The appearance of a volume of collected poems is an invitation to speculate on how the poet collected stacks up—always a risky business, given the provisional nature of literary taste. In a fit of impatience Ginsberg writes off the books on his shelves as "orient lore, poetry crap"—and there are critics who would say the same of his own work. Chaotic and hectoring, the long, Whitmanesque lines unfurl in apparent metrical anarchy, but no one who has ever heard Ginsberg read would call his prosody random. He has clearly served a rigorous apprenticeship, as the early imitations of Marvell and Donne (included in the appendix) demonstrate, and the long line he adopted in the 1950s exerts a hypnotic force. Poetry derives from oral literature; it was meant to be recited and sung. Ginsberg restores its original intent.

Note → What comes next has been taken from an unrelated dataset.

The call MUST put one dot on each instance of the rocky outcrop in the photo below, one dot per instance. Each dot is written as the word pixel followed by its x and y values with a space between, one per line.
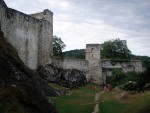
pixel 71 78
pixel 20 88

These poems are uneven, to say the least, but no more so than others just as ambitious (I'm thinking of William Carlos Williams's Paterson, Charles Olson's Maximus Poems, Robert Lowell's Notebook). Collected Poems is a vast, sprawling canvas, a portrait of postwar America. A handful of poems -- "Iron Horse," "Wales Visitation," the sequence "Don't Grow Old," the pastoral "Ecologue," a meditation on Ginsberg's farm in upstate New York, and "Kaddish," a twenty-page elegy to Ginsberg's psychotic mother—seem certain to survive. "A good poet is someone who manages, in a lifetime of standing out in thunderstorms, to be struck by lightning five or six times," Randall Jarrell once estimated; "a dozen or two dozen times and he is great." By this measure, Allen Ginsberg is doing well, and he still hasn't come in out of the rain.